Tem um momento específico que acontece em toda empresa que está perdendo a sua cultura. Ele não aparece em um relatório financeiro, não tem data marcada no calendário e não chega com aviso prévio.

Ele aparece em um corredor. Em uma conversa que você ouviu sem querer. Em um comportamento inadequado que você presenciou, sentiu o incômodo… e escolheu não dizer nada.

“Só dessa vez.”

Mas não foi só dessa vez. Foi da segunda, da quinta, da décima. E cada vez que você passou por cima, o time inteiro viu e tirou uma conclusão silenciosa: aqui isso é permitido.

Isso não foi uma decisão oficial de ninguém; foi um ensinamento construído no dia a dia.

A queda silenciosa da sua cultura

Cultura não é o que está escrito no quadro bonito da entrada da empresa. Cultura é o que acontece no corredor quando você não está olhando. É o que o líder faz quando se depara com um erro e está sozinho para decidir: corrijo ou ignoro?

E quando a resposta do líder é ignoro, a cultura decide por ele.

  • O comportamento tolerado vira hábito.

  • O hábito vira norma.

  • A norma vira a verdadeira cultura.

E aí, um dia você olha ao redor e simplesmente não reconhece mais a empresa que queria ter construído.

A armadilha do “resultado a qualquer preço”

Existe uma variação desse problema que é ainda mais perigosa: o colaborador que entrega um ótimo resultado e, por isso, tem seus desvios comportamentais tolerados.

A lógica da liderança despreparada parece razoável na superfície: “Ele bate a meta, então eu deixo passar.”

Mas o que o time aprende com essa tolerância é devastador. A equipe aprende que o resultado justifica qualquer atitude e que existe uma regra para quem entrega e outra regra totalmente diferente para quem não entrega.

A pior mensagem para os seus melhores talentos

É aqui que o estrago se torna irreversível.

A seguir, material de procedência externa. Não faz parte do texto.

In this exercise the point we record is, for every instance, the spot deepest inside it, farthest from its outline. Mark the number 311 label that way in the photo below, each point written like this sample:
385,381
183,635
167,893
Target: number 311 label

As pessoas que possuem valores alinhados, que se comportam bem independentemente do resultado e que zelam pela empresa observam essa incoerência. E elas chegam à pior conclusão possível:

“Nesta empresa, não compensa ser íntegro.”

Fique em alerta máximo dentro da sua operação. O que você ignora, você permite. O que você permite, você multiplica. E o que você multiplica, chega um dia em que você não consegue mais desfazer.

No fim das contas, a regra é clara e vale para todo líder: aquilo que você tolera, você ensina. Sempre!